In fact, produce has been the largest source of food-borne illnesses in the last decade, LiveScience reported.

But Brackett thinks the number of produce recalls might be misleading. "The single biggest reason for a recall is undeclared allergens, and that is rarely found in produce," he said. When a product gets exposed eggs, soy, peanuts or other allergens on processing equipment, it may be recalled but it's not necessarily dangerous for the masses. 

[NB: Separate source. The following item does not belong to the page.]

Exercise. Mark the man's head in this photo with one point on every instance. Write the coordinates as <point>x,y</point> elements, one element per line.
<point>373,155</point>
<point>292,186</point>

How to avoid eating contaminated food 

When shopping for foods, Brackett recommends that consumers check out the quality and sanitary conditions of the produce aisle. Are vegetables fresh looking, or are they wilted or rotting? 

"It they're sloppy in the way they handle the quality, they'll be sloppy in the way they handle the safety," he said. 

At home, be sure to sanitize your knives and cutting boards after preparing meat and before preparing vegetables. And once you bring foods home, refrigerate them right away, Brackett said. Foods like precut cantaloupe can support the growth of harmful bacteria quite well, he said, so it's important to stash the fruit in your fridge right after you cut it.  

When consumers see a food recall, they shouldn't fear that everything is contaminated. Instead, Brackett said to check pantries and fridges to see if the product at home matches the product that's been listed as contaminated (often, the FDA will provide a PCLU code for clarity). 

The bottom line

Taken at face value, the current research seems like it tarnishes vegetables's good reputation. But foods shouldn't be denounced just because of one study or one statistic — context matters, and the amount of produce recalls shouldn't be cause enough to stop buying veggies. "I wouldn't avoid them," Brackett said. 

Sorry, broccoli haters. You'll have to find another way to justify your eating habits.